During the First World War, approximately 680 were awarded. During the Second World War, 2,001 decorations were awarded, with 26 bars awarded.
Recipients of the Air Force Cross are entitled to use the post-nominal letters "AFC". A bar is added to the ribbon for holders of the AFC who received a second award. The bar has an eagle in the centre and the year of the award is engraved on the reverse.
The AFC was essentially a non-combat version of the Distinguished Flying Cross.
Materials: The majority of the British medals and clasps are made of solid silver, though some were issue in bronze versions, mainly to Indian non-combatants. The majority of the British campaign awards are circular, usually 36mm in diameter.
Ribbons: Medals are worn suspended from their own specific ribbons. These were first made of silk but cotton was increasingly used as the nineteenth century developed. Their own colours often have a symbolic significance: the equal stripes of the ‘1939 to 1945 Star,’ for example, are dark blue to represent the service of the Royal and Merchant Navies, red, to represent that of the Armies and light blue to represent that of Air Forces.
Ribbon width can vary slightly though it is generally 32mm wide.
Ribbon – White with red broad diagonal stripes. The ribbon was originally white with red broad horizontal stripes, but changed in 1919.
Suspender - Straight
Type – Gallantry medal
Eligibility – British, Commonwealth (formerly) and allied forces
Awarded for – "... gallantry while flying but not on active operations against the enemy.
Established – 3rd June, 1918
Post nominals - AFC
Naming – issued unnamed
Total Awarded – 3,857
Clasps – A bar is added for those awarded further AFCs.
Description – The medal is a silver cross 60 mm high and 54 mm wide, representing aircraft propeller blades, with wings between the arms. The obverse depicts Hermes, mounted on a hawk in flight, bestowing a wreath. At the top of the upper arm is the royal crown, while the other three arms bear the royal cypher of the reigning monarch at the time of issue. For the Second World War DFCs the letters G (top), R (left), VI (bottom), and I (right) and for the Korea DFCs E (top), II (left), R (right), and the bottom blank.
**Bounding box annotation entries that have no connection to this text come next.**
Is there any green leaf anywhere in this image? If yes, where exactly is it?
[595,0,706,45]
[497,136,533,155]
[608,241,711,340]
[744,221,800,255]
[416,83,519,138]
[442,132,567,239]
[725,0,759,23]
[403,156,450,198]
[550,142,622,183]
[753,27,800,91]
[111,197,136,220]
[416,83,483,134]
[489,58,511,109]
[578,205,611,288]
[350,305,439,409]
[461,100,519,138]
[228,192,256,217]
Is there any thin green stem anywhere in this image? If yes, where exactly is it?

The top arm is ensigned by an Imperial Crown.
The George VI has King George VI's (Reigned 1936-52) royal cypher.
On the reverse of the award, within a central circle, the Royal Cypher GV, GVI, EIIR are engraved, above the date 1918, the year when the award was instituted. The AFC is issued unnamed.
A bar is awarded for an additional act which would have warranted the AFC. The bar has an eagle in the centre and the year of the award is engraved on the reverse.